Is there really any harm in dressing up in costumes as ghouls, goblins, witches or demons? Is there anything wrong with, just once a year, acknowledging a part of the spirit realm that is evil, harmful and dangerous? What is the biblical perspective?
Revelation 12:9 says, “So the great dragon was cast out, that serpent of old, called the Devil and Satan, who deceives the whole world; he was cast to the earth and his angels with him.”
We need to understand that Satan, once an archangel (the one who covered God’s throne, as mentioned in Ezekiel 28:14-15), is real. He does exist—and he and his fallen angels (demons) were long ago cast down to the earth. He is now called the “prince of the power of the air” (Ephesians 2:2), and celebrations like Halloween are ultimately of his creation! He and his demons are making every effort to foil God’s plan for mankind. He wants to trick human beings into rejecting God and accepting evil.

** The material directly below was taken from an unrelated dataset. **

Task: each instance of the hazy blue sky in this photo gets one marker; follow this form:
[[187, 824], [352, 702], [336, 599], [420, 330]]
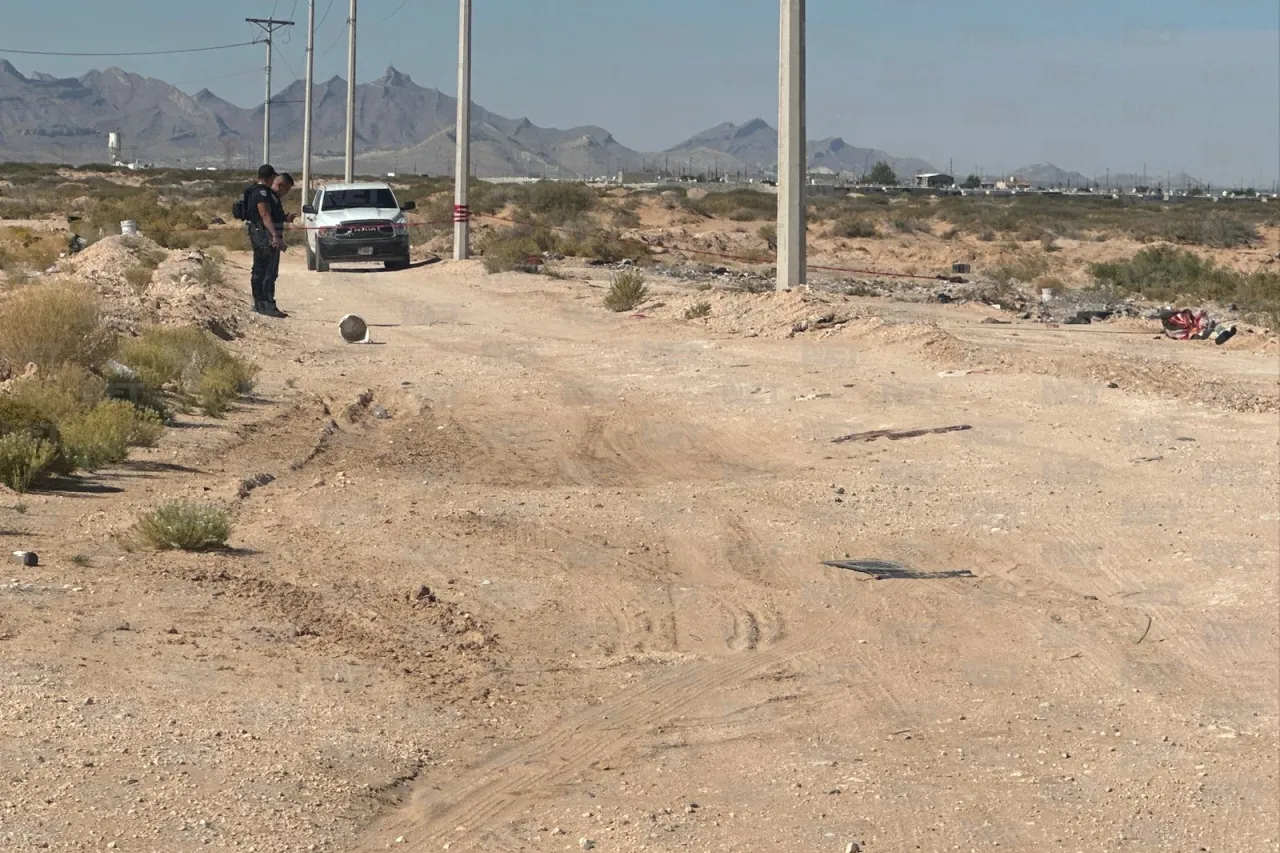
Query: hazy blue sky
[[1182, 85]]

Halloween, although appearing as mischievous fun, is an aspect of the evil of Satan that God warns us about. In many communities, Halloween is the day of the year when the largest number of serious crimes—personal assaults, property damage and other felonies—are committed, more than any other day.
Scripture does not encourage us to accept foolishness. “See that you walk circumspectly, not as fools but as wise, redeeming the time, because the days are evil” (Ephesians 5:15-16). Are we “redeeming the time” if we enjoy a festival that invites the influence of evil?
Satan and his fallen angels are real, and they are active not just one day of the year, but every day of the year. Our modern Halloween celebrations may seem harmless and fun, but in truth, they are rooted in pagan rituals that go against God’s word and His ways. So, do not be deceived. Protect yourself and your family from these deceptions by coming out of them (2 Corinthians 6:17; Revelation 18:4).